Dass in einem Fall, in dem die Täterschaft zwar geklärt ist, dennoch Nacharbeiten nötig sind, ist laut Polizeisprecher Andreas Guske durchaus üblich. Schließlich müssten Akten komplettiert, Asservate zusammen- und Beweismittel sichergestellt werden. Dies könne Wochen in Anspruch nehmen.

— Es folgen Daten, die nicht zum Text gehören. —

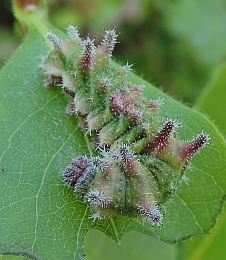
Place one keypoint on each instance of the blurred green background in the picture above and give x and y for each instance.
(176, 45)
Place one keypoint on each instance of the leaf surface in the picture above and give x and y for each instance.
(40, 217)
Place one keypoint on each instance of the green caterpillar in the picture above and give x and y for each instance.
(140, 163)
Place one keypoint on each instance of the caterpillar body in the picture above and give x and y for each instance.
(140, 162)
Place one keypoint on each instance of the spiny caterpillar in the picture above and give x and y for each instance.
(139, 163)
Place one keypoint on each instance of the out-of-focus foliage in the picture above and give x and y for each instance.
(173, 44)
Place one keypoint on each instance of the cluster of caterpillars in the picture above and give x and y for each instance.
(139, 163)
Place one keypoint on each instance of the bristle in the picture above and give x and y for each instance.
(97, 199)
(89, 54)
(161, 139)
(188, 149)
(151, 214)
(55, 40)
(139, 163)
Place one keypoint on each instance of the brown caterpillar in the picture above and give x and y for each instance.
(140, 163)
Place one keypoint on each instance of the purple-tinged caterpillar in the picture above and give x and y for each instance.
(140, 163)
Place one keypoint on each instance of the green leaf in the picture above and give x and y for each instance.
(39, 216)
(212, 102)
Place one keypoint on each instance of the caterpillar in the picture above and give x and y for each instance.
(138, 163)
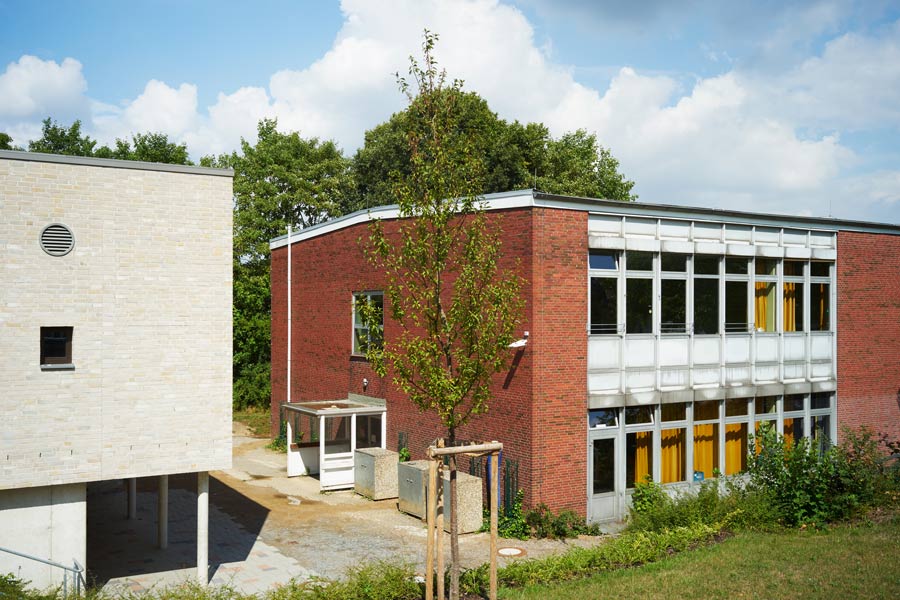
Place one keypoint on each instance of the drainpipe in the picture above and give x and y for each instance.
(289, 317)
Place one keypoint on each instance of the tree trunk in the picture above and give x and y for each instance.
(454, 533)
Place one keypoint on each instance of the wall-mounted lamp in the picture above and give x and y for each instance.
(520, 343)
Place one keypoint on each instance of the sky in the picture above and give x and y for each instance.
(787, 106)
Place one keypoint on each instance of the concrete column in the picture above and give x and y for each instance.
(132, 498)
(162, 505)
(203, 527)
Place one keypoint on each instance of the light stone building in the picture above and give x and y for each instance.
(115, 341)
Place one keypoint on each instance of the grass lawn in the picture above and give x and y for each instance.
(257, 419)
(843, 562)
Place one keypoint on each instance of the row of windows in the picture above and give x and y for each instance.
(706, 294)
(713, 435)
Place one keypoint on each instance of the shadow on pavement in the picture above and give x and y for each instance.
(118, 547)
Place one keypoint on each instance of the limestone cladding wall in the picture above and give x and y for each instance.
(147, 289)
(326, 271)
(47, 522)
(868, 341)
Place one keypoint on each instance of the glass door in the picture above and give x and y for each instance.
(602, 480)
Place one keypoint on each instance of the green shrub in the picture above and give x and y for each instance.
(812, 487)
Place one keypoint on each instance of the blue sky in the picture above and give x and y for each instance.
(790, 107)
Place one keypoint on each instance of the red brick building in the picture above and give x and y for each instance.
(660, 337)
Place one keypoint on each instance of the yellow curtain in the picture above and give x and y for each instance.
(673, 455)
(706, 448)
(823, 299)
(735, 448)
(643, 446)
(790, 306)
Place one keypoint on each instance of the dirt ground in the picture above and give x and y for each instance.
(327, 533)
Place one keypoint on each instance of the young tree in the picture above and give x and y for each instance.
(456, 309)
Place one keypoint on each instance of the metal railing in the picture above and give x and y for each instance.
(76, 571)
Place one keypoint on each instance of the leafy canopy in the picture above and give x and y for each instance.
(455, 307)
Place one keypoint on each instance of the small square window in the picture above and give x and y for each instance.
(56, 346)
(364, 334)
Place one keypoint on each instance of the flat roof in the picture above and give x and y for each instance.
(113, 163)
(534, 198)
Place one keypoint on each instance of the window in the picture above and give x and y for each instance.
(56, 347)
(793, 295)
(706, 294)
(604, 305)
(706, 438)
(639, 305)
(764, 294)
(673, 293)
(365, 336)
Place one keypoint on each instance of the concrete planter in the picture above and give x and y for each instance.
(375, 473)
(413, 491)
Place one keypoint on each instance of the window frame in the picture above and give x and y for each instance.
(55, 334)
(357, 326)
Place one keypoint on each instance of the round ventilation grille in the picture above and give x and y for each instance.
(57, 240)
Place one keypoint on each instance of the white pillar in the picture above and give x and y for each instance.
(203, 527)
(132, 498)
(162, 505)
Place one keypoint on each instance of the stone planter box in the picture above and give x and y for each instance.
(413, 490)
(375, 473)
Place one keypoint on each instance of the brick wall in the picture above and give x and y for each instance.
(559, 425)
(326, 271)
(147, 289)
(869, 331)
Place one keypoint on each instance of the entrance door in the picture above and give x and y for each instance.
(602, 481)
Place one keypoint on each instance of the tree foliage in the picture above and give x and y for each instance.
(456, 309)
(515, 156)
(147, 147)
(6, 142)
(58, 139)
(282, 179)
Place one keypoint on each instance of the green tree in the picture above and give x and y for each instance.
(455, 308)
(147, 147)
(57, 139)
(6, 142)
(283, 179)
(515, 156)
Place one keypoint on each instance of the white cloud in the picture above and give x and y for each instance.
(746, 139)
(33, 87)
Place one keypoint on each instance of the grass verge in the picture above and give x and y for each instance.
(843, 561)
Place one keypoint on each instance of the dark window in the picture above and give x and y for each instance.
(706, 306)
(820, 269)
(673, 306)
(604, 317)
(639, 261)
(603, 259)
(706, 264)
(56, 345)
(735, 306)
(819, 307)
(639, 306)
(368, 332)
(737, 266)
(676, 263)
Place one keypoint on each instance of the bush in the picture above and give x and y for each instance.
(723, 501)
(809, 487)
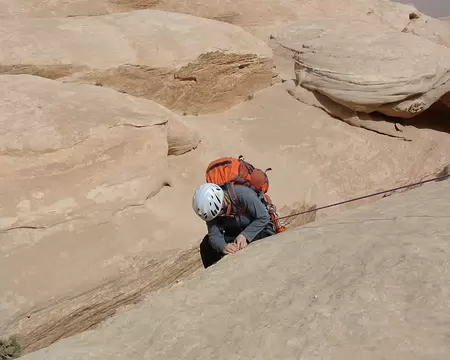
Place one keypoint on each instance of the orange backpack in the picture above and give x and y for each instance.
(228, 171)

Dass die Angelegenheit endlich zu einem Ende kommt, wäre auch für Ruzdhi Zhabari und seine Familie wichtig. Derzeit ist er auf Wohnungssuche, seine Frau will nicht mehr in dem Viertel rund um die Hochgernstraße wohnen. Denn: „Immer wenn sie am Tatort vorbei geht, kommen die schlimmen Erinnerungen hoch.“ Zudem bekomme sie Angstzustände, wenn sie allein in der Wohnung sei. Auch die ungeklärte Frage nach der Belohnung erträgt er mit bewundernswerter Gleichmut. „Die Polizisten haben damals zu mir gesagt, sie würden sich bei mir melden. Seitdem hab ich nichts mehr gehört.“ Gebrauchen könnte er das Geld – auch wenn er das so offen nicht sagt – sicherlich gut, seine Frau ist derzeit mit dem dritten Kind schwanger.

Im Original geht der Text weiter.